Morgan Bank has a special relationship with the U.S.
government. These derivative positions represent a
massive shift of gold risk exposure to their account
during a period when producers were covering and large
hedge funds were exiting their gold carry trade
positions (thereby buying their shorted physical gold
back) late last year."

My conclusion: The U.S. Government, via the Exchange
Stabilization Fund, is now short 1,000, 2,000, or more
tonnes of gold and has taken over gold producer shorts
and hedge fund shorts. If so, one has to wonder what
the heck is going on and why. Someone is scared to
death that the gold price might rise.
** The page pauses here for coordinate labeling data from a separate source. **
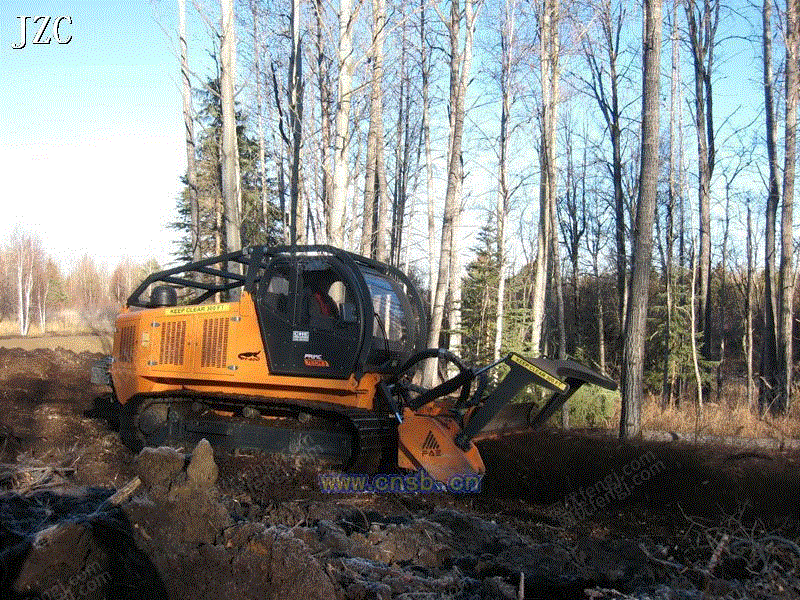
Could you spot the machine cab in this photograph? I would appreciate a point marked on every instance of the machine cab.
(324, 312)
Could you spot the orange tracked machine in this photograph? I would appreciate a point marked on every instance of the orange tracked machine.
(310, 350)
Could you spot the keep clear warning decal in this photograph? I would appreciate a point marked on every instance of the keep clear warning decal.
(315, 360)
(430, 447)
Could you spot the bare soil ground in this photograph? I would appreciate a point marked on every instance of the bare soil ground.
(560, 515)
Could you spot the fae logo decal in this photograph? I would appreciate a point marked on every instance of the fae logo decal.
(430, 447)
(315, 360)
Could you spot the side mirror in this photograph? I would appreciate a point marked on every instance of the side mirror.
(348, 312)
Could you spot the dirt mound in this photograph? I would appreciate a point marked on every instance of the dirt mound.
(593, 474)
(561, 515)
(62, 546)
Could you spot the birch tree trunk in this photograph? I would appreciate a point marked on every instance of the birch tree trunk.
(231, 192)
(674, 107)
(507, 39)
(460, 62)
(188, 125)
(768, 380)
(549, 53)
(635, 323)
(341, 156)
(259, 77)
(296, 126)
(426, 130)
(325, 100)
(787, 276)
(749, 314)
(702, 26)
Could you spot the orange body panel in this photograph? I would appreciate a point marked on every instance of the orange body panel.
(214, 349)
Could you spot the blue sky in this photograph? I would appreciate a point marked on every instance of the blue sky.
(91, 140)
(91, 130)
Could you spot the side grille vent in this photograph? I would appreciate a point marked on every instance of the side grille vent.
(215, 342)
(127, 339)
(173, 340)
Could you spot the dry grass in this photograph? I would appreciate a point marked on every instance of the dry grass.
(64, 323)
(732, 418)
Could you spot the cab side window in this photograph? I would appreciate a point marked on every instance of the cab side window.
(276, 293)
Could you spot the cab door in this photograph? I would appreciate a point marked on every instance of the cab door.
(309, 318)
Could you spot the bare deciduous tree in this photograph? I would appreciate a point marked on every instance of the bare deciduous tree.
(460, 62)
(786, 282)
(231, 191)
(633, 353)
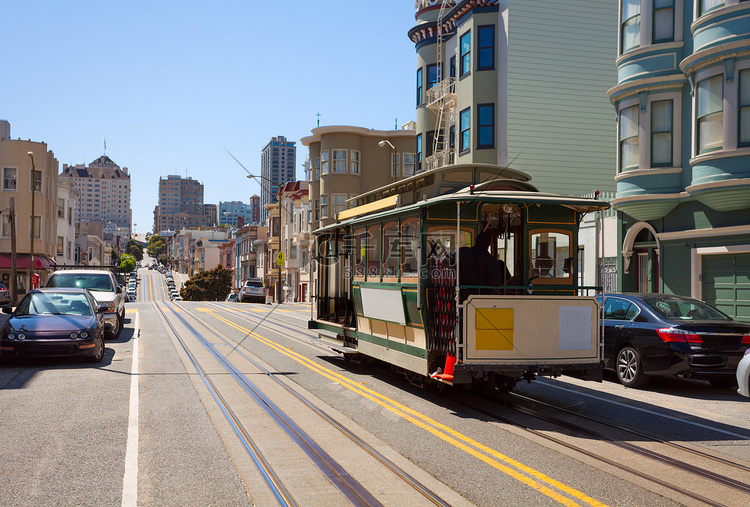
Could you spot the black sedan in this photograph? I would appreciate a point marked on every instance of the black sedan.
(54, 322)
(4, 295)
(661, 334)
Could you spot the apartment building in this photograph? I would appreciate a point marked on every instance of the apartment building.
(519, 84)
(682, 97)
(67, 203)
(29, 172)
(104, 192)
(346, 161)
(277, 166)
(181, 205)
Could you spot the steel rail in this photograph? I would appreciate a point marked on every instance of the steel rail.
(426, 492)
(335, 473)
(261, 463)
(640, 434)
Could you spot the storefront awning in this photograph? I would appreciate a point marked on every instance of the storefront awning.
(22, 262)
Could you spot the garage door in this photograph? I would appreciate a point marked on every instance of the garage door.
(726, 284)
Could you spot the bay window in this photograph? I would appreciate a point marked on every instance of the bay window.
(710, 128)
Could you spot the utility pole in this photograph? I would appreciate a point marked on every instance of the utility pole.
(33, 194)
(13, 255)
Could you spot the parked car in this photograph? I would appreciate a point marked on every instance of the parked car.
(660, 334)
(743, 375)
(54, 322)
(103, 286)
(252, 290)
(4, 295)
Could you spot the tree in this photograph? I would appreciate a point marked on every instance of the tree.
(211, 285)
(127, 263)
(155, 246)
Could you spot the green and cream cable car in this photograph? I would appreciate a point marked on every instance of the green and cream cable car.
(388, 280)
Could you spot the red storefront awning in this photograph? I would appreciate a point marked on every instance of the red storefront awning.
(22, 262)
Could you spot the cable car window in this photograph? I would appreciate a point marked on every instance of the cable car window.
(373, 253)
(391, 250)
(551, 255)
(409, 242)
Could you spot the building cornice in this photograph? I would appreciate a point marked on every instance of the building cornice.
(649, 84)
(318, 132)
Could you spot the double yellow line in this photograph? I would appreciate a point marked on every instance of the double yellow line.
(522, 473)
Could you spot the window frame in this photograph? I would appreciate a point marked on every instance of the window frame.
(481, 50)
(622, 140)
(743, 74)
(656, 25)
(481, 127)
(625, 22)
(464, 142)
(420, 86)
(354, 161)
(324, 162)
(699, 117)
(14, 179)
(653, 133)
(339, 164)
(465, 63)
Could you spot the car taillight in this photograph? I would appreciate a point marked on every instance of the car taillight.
(670, 334)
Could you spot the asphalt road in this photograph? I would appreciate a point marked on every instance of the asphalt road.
(148, 431)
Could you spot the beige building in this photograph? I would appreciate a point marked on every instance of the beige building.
(67, 201)
(295, 240)
(104, 190)
(347, 161)
(16, 167)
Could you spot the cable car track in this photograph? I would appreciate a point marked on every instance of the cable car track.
(344, 482)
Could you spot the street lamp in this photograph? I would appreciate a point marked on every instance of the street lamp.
(33, 194)
(394, 160)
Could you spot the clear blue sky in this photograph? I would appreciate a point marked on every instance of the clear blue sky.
(169, 84)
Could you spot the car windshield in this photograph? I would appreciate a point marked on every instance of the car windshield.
(685, 309)
(42, 303)
(92, 282)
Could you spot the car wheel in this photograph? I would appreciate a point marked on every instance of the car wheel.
(723, 381)
(99, 356)
(629, 368)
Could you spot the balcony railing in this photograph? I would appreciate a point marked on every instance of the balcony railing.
(440, 159)
(445, 89)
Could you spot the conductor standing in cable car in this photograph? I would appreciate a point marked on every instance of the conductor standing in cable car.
(479, 267)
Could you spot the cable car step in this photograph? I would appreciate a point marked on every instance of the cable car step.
(331, 339)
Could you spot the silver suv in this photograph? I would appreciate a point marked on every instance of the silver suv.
(103, 286)
(252, 290)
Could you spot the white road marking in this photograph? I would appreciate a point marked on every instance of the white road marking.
(130, 478)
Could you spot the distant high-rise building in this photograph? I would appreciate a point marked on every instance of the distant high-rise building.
(104, 190)
(234, 213)
(255, 209)
(277, 164)
(181, 205)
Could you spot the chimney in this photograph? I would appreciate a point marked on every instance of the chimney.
(4, 129)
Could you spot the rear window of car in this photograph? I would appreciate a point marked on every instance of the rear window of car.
(92, 282)
(681, 309)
Why?

It gets worse.

From the fourth quarter 1995 through the third quarter
1999 this notional amount for ALL Commercial banks in
the U.S. averaged around $61 billion. At the end of Q2,
it was $61.4 billion -- the end of Q3 $63.4 billion.

The price of gold exploded after the Washington
Agreement was announced on Sept. 26, 1999, when 15
European central banks said they would curtail their
selling to 400 tonnes a year and not increase their
lending. As said above, that announcement prompted
panic short covering and gold buying. Yet, at the end
of Q4, this same gold derivative number at the
commercial banks alone ROSE to $87.6 billion, close to
a 40 percent increase over Q3.

Somebody was desperate to keep the price of gold from
rising to its natural equilibrium level. There was not
enough physical gold around to stop the gold price from
exploding, so derivatives were used to bring the price
back down below $290.

As I have said for a long time now, I believe that one
of the great financial scandals is brewing. Reg Howe,
Frank Veneroso, and GATA will bring that to the
attention of certain political officials when we go to
Washington next Tuesday. GATA's Gold Banking Derivative
Crisis document will be hand-delivered by me to each
House and Senate Banking Committee member's office. The
following week, GATA's open letter to these same
members of Congress will appear in Roll Call. All of
Washington will be alerted that the banking committee
members have received information in great detail as to
the nature of the problem and that it requires their
immediate attention. It will be to their political
peril if they fail to look into this.

The price of gold must be allowed to rise, and swiftly
at first, to slow down gold demand. Eventually it will
take a price of $600, more or less, to do the trick.
That is how a crisis can be averted.